The Catholic Church has been shaken by the scandal of sexual abuse by clergy since January 2002, when reports of cover-ups in Boston spread nationally and worldwide. The Archdiocese of Louisville reached a $25.7 million settlement with 243 plaintiffs in June over abuse cases stretching back half a century. It was the second-largest single settlement ever by an American Catholic diocese.

Gregory said yesterday that three reports on the effect of the scandal would be released over the next year:

An independent auditor will report in December on how well the nation's 195 dioceses are complying with new policies adopted by bishops in Dallas in June 2002, Gregory said. That policy barred all abusers from ministry and called for the establishment of diocesan boards to review abuse cases.

In early 2004, a National Review Board of lay members will report on the causes and context of the crisis.

Also early next year, the John Jay College of Criminal Justice in New York will report on such questions as how much abuse occurred and what it has cost the church in legal and medical fees.

But Gregory fretted about a "communications nightmare" that will accompany these reports. One problem, he said, is that there are no comparable studies of abuse in other religions or professions, leaving little context for such reports.

"How do we engage in a serious public self-examination of our past on the issue of sexual abuse without engendering a type of sensationalistic coverage of past misconduct that obscures present achievements in eliminating that misconduct?" Gregory asked his audience. "And how do we prevent such coverage from obscuring the overall mission of the church to which millions of Catholics and thousands of priests, unsullied by this terrible infidelity, dedicate themselves?"

Gregory maintained that, through such things as better seminary screening and formal policies adopted in the early 1990s, the church has greatly reduced abuse cases.

But in a question-and-answer period, he acknowledged that not all of the news since 2002 was old.

For example, reporting in the past last year uncovered the fact that in some dioceses, bishops, but not parishioners, knew of currently active priests who'd previously abused children.
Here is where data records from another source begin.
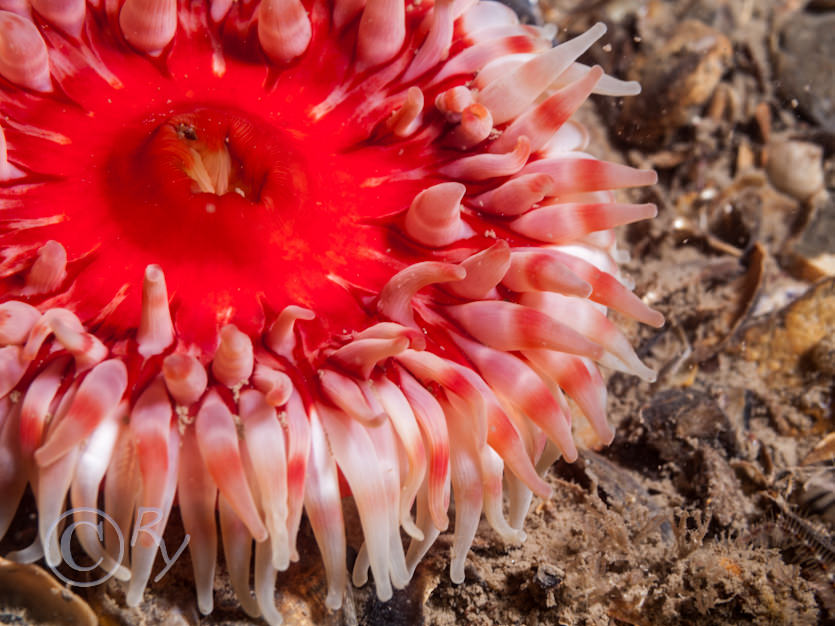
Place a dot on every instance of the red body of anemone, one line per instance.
(251, 255)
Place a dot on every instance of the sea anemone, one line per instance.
(257, 257)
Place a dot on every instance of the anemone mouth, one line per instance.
(252, 254)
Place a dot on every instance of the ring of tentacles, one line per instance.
(257, 257)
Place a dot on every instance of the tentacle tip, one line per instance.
(334, 600)
(630, 88)
(599, 29)
(655, 319)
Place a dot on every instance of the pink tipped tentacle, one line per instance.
(234, 359)
(149, 25)
(156, 330)
(264, 441)
(284, 30)
(24, 59)
(485, 269)
(295, 420)
(280, 337)
(12, 470)
(48, 271)
(508, 326)
(475, 126)
(395, 299)
(405, 120)
(430, 418)
(350, 396)
(467, 488)
(406, 426)
(237, 550)
(535, 270)
(436, 45)
(185, 378)
(86, 348)
(217, 437)
(516, 196)
(581, 381)
(486, 166)
(586, 319)
(16, 321)
(609, 291)
(382, 31)
(197, 497)
(323, 504)
(354, 452)
(511, 95)
(541, 122)
(12, 368)
(434, 217)
(98, 395)
(158, 490)
(361, 356)
(519, 386)
(274, 384)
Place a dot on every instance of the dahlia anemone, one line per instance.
(257, 257)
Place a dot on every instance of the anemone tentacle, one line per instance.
(258, 257)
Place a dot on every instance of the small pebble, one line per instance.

And documents released in court files this year also revealed the inside language of bishops working to keep such priests in ministry while keeping such knowledge from the public.
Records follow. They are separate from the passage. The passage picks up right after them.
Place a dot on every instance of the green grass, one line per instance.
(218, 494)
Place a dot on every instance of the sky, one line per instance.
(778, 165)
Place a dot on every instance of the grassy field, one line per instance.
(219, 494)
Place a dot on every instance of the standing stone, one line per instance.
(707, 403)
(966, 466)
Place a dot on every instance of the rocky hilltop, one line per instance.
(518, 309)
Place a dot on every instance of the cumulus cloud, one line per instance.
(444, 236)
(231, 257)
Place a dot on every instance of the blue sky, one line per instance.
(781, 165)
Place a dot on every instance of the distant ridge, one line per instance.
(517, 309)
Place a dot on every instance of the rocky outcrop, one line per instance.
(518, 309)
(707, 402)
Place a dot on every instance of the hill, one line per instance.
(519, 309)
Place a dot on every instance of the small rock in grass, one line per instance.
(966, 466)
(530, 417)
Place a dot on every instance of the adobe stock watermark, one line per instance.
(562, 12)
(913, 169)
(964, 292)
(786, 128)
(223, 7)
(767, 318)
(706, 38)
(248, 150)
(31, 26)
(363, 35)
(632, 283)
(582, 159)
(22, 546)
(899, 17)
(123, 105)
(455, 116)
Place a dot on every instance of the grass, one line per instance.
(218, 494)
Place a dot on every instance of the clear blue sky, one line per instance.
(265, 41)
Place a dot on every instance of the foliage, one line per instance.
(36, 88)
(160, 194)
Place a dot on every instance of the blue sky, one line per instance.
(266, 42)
Gregory maintained that most of those assignments were based on thorough evaluations by mental-health professionals who gave the green light to return priests to ministry — reports he said bishops would find "no longer convincing" based on current information about the difficulty of curing pedophilia.

Gregory also acknowledged that the crisis has "given energy" to numerous other questions, citing a petition signed by Wisconsin priests calling for discussion of allowing married priests. In a statement Wednesday, Gregory supported the continued "requirement of celibacy for diocesan priesthood."

David Clohessy, national director for Survivors Network of those Abused by Priests, a victim advocacy group, said, "There's still far too much finger-pointing and excuse-making and not enough real soul-searching."

Church officials are pointing fingers at journalists, therapists and the abuse problem in society as a whole, said Clohessy, who is at the conference as an observer.

"To be honest, he should have come before you all and said, `Thank you from the bottom of my heart.' It's not the policies, it's not the panels, it's not the committees. It's the courageous victims and the persistent journalists that have exposed the wrongdoers and protected kids."